Ina suggests making these dishes together, for company.  I don't disagree.


Moroccan Couscous, an Ina Garten Recipe from Barefoot in Paris

Ingredients:
2 C diced butternut squash
2 chopped yellow onions
4 diced carrots
2 diced zucchini
2 Tbsp olive oil
Salt and Pepper
1 1/2 C chicken stock
2 Tbsp butter
1/4 tsp ground cumin
1/2 tsp saffron threads
1 1/2 C couscous
2 scallions, white and green parts, chopped

Preheat oven to 375 F.

Toss squash, onions, carrots, and zucchini with olive oil, 2 tsp salt, and 1 tsp pepper.  Place all onto a baking sheet and roast for 25 to 30 minutes, until all veggies are tender.

In a small saucepan, bring chicken stock to a boil and turn off the heat.  Add the butter, 1 tsp salt, 1/2 tsp pepper, the cumin and saffron.  Steep for at least 15 minutes.

Bring the chicken stock mixture to a boil.  Place the couscous and roasted veggies in a large bowl and pour the hot chicken stock over them.  Cover tightly with plastic wrap and allow to stand at room temp for 15 min.  Add the scallions, toss the couscous and veggies with a fork.  Serve warm or at room temp.

Chicken with Forty Cloves of Garlic, an Ina Garten Recipe from Barefoot in Paris

Ingredients:
3 heads or 40 cloves of garlic
7 lbs of chicken pieces (you can use whole chickens or any skin-on pieces you prefer)
Salt and Pepper
1 Tbsp butter
2 Tbsp olive oil
3 Tbsp Cognac, divided
1 1/2 C dry white wine
1 Tbsp fresh thyme
2 Tbsp flour
2 Tbsp heavy cream

Separate the cloves of garlic and drop them into a pot of boiling water for 60 seconds.  Drain the garlic and peel.  Set aside.  (OR: buy pre-peeled garlic.)

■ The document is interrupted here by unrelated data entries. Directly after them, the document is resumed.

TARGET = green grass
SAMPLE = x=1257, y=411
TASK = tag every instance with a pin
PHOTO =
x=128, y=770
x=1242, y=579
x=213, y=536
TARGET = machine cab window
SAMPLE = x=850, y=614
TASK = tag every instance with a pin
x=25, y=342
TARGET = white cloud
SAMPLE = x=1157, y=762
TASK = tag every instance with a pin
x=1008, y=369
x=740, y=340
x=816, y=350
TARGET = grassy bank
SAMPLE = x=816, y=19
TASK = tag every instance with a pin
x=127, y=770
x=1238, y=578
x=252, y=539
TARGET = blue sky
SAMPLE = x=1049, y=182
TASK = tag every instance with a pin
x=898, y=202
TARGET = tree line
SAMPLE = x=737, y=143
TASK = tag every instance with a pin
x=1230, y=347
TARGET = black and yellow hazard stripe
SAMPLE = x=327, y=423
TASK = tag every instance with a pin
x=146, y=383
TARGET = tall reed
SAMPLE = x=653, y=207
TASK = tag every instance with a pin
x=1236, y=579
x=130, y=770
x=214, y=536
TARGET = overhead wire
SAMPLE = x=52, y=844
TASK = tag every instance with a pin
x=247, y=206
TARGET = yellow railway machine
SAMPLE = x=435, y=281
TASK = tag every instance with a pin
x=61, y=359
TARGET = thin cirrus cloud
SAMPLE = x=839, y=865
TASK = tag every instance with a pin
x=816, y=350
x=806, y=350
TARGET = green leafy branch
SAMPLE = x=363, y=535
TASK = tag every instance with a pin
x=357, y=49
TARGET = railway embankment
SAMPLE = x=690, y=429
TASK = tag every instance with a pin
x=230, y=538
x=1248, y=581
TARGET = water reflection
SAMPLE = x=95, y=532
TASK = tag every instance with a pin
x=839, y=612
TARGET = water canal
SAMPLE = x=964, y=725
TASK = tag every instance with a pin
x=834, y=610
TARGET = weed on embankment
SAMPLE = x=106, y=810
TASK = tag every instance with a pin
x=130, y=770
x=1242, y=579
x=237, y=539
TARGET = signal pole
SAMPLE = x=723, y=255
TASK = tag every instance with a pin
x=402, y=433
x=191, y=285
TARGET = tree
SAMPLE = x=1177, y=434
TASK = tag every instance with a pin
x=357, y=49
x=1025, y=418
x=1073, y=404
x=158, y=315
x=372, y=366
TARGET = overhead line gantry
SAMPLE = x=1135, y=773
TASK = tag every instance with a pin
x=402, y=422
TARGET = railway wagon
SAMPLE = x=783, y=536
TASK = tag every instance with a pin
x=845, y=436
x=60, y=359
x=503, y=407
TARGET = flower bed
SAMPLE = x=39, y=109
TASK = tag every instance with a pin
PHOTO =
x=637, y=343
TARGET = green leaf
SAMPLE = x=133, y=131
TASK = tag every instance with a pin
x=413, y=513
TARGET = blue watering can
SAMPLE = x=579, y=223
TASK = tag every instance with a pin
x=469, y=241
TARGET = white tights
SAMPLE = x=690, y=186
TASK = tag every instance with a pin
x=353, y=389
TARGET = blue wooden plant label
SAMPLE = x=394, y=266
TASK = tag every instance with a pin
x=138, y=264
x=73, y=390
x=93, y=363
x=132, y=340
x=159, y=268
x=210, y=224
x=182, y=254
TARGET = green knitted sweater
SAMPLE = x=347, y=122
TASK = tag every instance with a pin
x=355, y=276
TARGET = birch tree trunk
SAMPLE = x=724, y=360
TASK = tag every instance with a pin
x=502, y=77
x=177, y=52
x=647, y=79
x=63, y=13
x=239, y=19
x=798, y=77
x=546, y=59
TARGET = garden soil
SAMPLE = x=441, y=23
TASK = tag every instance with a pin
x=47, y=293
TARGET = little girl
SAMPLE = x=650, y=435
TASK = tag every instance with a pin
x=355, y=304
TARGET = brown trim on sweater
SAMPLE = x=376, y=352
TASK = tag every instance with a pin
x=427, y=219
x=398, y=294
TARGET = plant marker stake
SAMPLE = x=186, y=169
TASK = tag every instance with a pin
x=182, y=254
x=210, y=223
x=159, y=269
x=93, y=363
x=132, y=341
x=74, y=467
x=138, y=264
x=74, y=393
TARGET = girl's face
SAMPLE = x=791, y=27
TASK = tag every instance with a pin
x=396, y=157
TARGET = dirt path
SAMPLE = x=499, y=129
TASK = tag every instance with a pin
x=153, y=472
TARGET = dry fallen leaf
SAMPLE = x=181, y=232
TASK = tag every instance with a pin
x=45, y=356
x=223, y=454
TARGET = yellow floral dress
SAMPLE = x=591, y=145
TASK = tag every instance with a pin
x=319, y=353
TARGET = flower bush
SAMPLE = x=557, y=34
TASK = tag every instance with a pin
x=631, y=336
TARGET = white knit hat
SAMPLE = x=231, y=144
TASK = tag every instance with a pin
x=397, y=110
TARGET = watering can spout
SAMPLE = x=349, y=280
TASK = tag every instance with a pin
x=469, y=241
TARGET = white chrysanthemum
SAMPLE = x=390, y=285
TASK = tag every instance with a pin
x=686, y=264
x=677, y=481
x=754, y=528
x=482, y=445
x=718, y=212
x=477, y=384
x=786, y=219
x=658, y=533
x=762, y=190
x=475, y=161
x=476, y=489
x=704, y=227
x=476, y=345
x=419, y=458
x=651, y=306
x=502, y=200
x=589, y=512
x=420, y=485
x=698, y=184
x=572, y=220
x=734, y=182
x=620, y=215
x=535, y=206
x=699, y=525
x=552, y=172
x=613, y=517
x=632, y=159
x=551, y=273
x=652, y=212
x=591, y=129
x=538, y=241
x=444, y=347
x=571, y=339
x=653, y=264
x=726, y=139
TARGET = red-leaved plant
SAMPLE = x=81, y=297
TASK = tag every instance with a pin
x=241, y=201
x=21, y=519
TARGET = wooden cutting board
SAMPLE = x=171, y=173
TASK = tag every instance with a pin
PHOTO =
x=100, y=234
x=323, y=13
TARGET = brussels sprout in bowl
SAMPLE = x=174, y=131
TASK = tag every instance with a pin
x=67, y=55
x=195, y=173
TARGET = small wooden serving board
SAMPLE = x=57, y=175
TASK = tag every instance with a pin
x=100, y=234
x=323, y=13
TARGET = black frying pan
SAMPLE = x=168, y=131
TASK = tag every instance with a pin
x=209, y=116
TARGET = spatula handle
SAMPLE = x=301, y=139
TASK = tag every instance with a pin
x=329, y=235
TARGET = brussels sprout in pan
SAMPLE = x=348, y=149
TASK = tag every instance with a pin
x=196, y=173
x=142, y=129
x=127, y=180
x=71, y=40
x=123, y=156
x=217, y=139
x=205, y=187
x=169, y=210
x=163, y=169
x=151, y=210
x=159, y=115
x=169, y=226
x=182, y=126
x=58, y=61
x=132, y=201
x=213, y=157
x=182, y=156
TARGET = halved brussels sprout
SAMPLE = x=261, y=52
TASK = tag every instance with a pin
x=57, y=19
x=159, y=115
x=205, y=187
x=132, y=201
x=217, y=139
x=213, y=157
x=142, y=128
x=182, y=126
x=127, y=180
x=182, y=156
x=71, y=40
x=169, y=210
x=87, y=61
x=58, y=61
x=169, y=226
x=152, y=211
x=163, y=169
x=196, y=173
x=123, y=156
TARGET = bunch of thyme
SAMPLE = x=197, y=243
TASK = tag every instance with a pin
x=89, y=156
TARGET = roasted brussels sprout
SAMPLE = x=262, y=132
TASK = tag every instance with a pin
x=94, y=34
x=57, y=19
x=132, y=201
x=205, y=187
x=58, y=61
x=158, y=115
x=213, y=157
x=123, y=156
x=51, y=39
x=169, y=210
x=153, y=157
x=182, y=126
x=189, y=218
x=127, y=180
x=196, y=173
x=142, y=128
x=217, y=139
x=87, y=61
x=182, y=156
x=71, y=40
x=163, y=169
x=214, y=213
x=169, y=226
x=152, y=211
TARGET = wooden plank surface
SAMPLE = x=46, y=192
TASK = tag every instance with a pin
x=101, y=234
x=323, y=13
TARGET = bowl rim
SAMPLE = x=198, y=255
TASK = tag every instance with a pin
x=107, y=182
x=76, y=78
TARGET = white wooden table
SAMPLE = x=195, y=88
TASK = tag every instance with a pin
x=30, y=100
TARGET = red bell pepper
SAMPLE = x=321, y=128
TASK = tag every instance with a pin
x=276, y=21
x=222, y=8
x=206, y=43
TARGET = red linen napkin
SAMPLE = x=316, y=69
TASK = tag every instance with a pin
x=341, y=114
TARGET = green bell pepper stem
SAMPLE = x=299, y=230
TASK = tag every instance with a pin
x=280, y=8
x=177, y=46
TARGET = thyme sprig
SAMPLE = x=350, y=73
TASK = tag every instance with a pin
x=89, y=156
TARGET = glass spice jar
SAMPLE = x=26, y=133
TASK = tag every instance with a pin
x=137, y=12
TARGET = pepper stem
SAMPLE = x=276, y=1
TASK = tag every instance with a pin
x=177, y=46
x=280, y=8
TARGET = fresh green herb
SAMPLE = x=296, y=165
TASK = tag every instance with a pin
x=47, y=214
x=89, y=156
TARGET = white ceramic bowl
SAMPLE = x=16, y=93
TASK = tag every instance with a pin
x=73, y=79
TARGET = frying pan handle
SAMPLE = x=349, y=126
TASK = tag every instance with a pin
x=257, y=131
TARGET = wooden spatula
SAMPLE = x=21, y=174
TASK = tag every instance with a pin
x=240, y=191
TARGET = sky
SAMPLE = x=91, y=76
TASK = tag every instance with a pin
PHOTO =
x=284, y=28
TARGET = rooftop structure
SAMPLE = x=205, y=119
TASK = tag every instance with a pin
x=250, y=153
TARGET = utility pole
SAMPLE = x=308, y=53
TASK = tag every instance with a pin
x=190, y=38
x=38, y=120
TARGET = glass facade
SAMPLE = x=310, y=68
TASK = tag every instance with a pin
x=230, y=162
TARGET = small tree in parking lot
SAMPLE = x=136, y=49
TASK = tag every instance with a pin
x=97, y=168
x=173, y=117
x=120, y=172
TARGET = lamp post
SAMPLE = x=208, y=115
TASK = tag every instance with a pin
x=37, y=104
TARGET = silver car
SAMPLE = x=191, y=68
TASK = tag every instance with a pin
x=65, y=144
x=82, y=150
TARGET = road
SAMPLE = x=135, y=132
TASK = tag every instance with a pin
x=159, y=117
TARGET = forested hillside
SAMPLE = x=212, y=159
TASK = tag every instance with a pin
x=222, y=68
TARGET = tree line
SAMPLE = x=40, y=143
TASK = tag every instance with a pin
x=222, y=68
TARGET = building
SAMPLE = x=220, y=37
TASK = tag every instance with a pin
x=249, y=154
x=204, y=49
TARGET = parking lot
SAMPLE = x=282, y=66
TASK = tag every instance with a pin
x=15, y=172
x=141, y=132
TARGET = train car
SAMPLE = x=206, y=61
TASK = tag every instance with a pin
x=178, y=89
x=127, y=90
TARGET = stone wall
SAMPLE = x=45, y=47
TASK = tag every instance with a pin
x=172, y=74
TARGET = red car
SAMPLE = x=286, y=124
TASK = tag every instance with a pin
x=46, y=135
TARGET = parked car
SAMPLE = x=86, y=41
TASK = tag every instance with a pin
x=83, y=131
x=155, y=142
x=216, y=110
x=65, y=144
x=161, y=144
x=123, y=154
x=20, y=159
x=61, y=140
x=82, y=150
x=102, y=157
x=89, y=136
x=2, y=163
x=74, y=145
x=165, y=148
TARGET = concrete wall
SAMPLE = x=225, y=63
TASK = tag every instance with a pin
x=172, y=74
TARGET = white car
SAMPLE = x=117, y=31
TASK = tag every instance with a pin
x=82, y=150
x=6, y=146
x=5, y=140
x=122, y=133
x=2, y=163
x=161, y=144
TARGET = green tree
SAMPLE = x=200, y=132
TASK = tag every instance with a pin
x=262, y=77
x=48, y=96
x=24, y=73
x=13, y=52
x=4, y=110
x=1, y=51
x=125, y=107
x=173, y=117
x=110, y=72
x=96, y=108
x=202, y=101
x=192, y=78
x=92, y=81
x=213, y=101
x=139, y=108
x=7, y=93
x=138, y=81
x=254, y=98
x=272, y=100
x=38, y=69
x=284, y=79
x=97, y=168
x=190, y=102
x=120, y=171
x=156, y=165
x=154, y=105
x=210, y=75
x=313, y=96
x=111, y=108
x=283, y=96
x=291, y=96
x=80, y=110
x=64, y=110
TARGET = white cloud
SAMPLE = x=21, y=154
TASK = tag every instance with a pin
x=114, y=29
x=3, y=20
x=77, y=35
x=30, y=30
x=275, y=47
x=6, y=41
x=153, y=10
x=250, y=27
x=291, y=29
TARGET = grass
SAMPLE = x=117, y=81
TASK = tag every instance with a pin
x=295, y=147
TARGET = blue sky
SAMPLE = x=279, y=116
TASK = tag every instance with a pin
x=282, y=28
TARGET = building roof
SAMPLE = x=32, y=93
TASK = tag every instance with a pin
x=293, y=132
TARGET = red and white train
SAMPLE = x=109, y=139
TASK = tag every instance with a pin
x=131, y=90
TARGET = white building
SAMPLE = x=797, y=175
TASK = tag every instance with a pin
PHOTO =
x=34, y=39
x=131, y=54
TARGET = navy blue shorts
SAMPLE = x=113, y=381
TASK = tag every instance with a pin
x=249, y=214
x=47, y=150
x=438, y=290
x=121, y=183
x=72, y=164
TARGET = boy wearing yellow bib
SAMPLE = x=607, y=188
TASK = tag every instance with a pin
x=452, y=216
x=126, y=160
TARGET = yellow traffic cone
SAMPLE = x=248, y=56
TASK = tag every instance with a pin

Dry chicken with paper towels.  Season with salt and pepper on both sides.  Heat butter and oil in a large pot over medium-high.  In batches, saute the chicken in the fat, skin side down first, until nicely browned (3 to 5 minutes each side).  Turn with tongs or spatula, not a fork.  If the fat is burning, turn heat down to medium.

Remove browned chicken to a plate and add all of the garlic to the pot.  Lower heat and saute for 5 to 10 minutes, turning often, until browned.  Add 2 Tbsp of the Cognac and all the wine, return to a boil, and scrape the brown bits from the bottom of the pan.  Return the chicken to the pot with the juices and sprinkle with the thyme leaves.  Cover and simmer over the lowest heat for about 30 minutes, until all the chicken is done (my bigger pieces took longer).

Remove the chicken to a platter and cover with aluminum foil.  In a small bowl, whisk together 1/2 C of the sauce and the flour and then whisk it back into the sauce in the pot.  Raise the heat, add the remaining tablespoon of Cognac and the cream, and boil for 3 minutes.  Add salt and pepper to taste.  Pour the sauce and the garlic over the chicken and serve hot.